Karin meinte irgendwann Geläut zu hören. Wir sind dann, nach Türmen Ausschau haltend, in der Altstadt zufällig in der uralten Nikolaikirche gelandet, wo eine ältere Kirchendienerin uns hereinbat und zwei Kerzen und ein geweihtes Osterei verkaufte, der Geistliche irgendwelche Dinge verrichtete und wir ansonsten allein waren. Wir haben uns ein wenig umgesehen und uns dann auf zwei der wenigen Stühle gesetzt zur inneren Einkehr oder Meditation. Im Laufe der Zeit kamen aber doch viele Menschen zu religiösen Handlungen und es entstand durchaus der Eindruck einer lebendigen Kirche.

Obwohl die Kirchendienerin und der Geistliche kein Englisch sprachen, hat Karin ihn doch versucht nach einem Gottesdienst zu fragen. Daraus ergab sich, radebrechend mit russisch-Brocken ein wunderbares Gespräch.

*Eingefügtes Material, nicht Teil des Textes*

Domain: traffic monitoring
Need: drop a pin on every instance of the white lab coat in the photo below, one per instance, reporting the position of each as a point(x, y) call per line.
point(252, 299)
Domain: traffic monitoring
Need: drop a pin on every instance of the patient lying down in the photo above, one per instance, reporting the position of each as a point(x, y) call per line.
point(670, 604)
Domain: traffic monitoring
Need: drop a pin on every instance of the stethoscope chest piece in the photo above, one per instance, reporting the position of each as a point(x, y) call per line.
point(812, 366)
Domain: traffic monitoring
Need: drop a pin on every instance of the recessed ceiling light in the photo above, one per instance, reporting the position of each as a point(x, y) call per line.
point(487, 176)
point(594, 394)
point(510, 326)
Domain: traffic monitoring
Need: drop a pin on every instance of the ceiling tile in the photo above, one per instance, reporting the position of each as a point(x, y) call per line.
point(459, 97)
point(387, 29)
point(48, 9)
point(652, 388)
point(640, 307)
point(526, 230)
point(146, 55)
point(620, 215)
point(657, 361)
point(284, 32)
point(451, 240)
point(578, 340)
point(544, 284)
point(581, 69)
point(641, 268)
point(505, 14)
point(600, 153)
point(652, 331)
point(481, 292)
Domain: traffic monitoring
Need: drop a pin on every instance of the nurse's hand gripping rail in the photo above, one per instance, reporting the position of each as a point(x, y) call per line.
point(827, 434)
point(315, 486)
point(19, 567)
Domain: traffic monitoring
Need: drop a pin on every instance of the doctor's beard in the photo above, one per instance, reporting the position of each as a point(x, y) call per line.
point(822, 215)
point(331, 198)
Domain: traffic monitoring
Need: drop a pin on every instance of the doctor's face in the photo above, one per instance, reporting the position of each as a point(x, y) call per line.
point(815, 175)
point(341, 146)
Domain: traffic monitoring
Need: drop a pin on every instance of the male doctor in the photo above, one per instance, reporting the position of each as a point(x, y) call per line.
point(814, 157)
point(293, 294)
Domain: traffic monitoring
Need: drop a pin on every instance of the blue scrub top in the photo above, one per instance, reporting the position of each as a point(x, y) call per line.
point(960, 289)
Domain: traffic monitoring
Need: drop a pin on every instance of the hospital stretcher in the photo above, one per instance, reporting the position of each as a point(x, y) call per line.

Der Geistliche, nennen wir ihn einfach mal so, denn wie er in der orthodoxen Kirche genannt wird, wissen wir nicht, fragte wo wir herkämen: Germania. Da nannte er sofort Dresden, Berlin und Trabant. Er war interessiert und so versuchten wir ihm verständlich zu machen, dass wir mit dem Fahrrad da seien. Nach einigem Brockenaustausch verabschiedeten wir uns mit einem „spaciba“(Lautschrift). Darauf reagierte er sehr erfreut, ging zum Tisch und holte von dort zwei geweihte Ostereier, ein grünes für Fritz und ein rotes für mich. Wir radebrechten weiter und zeigten ihm unsere eingeblisterte große Reiseroute. Er zeigte Erstaunen bis Begeisterung und wir meinen ihn so verstanden zu haben, dass er am Liebsten mitkommen würde – zum Missionieren. Als wir uns wieder verabschieden wollten, fragte er, ob wir „Hans“ und „Anna“ heißen würden- auf die Berichtigung hin, eilte er wieder zu seinem Tisch und kam mit einem Osterzopf zurück- als Proviant- geweiht natürlich. Und beim Hinausgehen rief er mich noch einmal und zupfte von einer Duftgeranie im Fenster ein Blatt ab, rieb daran und gab es mir. Er verabschiedete uns mit Händedruck und „Prospect!“. Wir sind nicht ganz sicher, ob es „Vorsicht“, eher „Gute Fahrt“ oder „passt auf Euch auf“ heißt. Auf jeden Fall sind wir ganz erfüllt und bereichert von dieser Begegnung. Eine menschliche Berührung.

Was bleibt:

Unser erster Eindruck von Bulgarien war geprägt von erschreckender Armseligkeit und Vermüllung im Grenzort und den Dörfern der ersten zwei Tage – im Gegensatz zu der großen Freundlichkeit der Menschen. Der zweite Eindruck, der immer deutlicher Raum gewinnt, zeigt uns ein Land mit Gegensätzen- klar, aber auch viel Entwicklung, fruchtbare Böden, kulturell lebendige Orte,- eher südeuropäischer Flair. Im Zusammenhang mit der oben beschriebenen Begegnung zeigt es sich mal wieder, dass wir Zeit, Orte und Gelegenheiten brauchen, um zumindest ein wenig Land, Leute und Verhältnisse wahrnehmen zu können, und uns nicht durch schnelle Beurteilungen neuen Erfahrungen zu verschließen.

 

1 Kommentare

  1. Wolfgang Dr. Claus sagt

    Euere Reise durch Bulgarien erinnert mich an meine Fahrradtour 1959 durch Bulgarien(von Sofia aus zum Schwarzen Meer und zurück über Plovdiv nach Sofia). Auch ich wurde damals überall sehr herzlich aufgenommen und meistens auch verköstigt, denn mit DDR-Geld konnte man nicht viel anfangen.
    Weiterhin gute Reise! ich verfolge alles mit großer Spannung.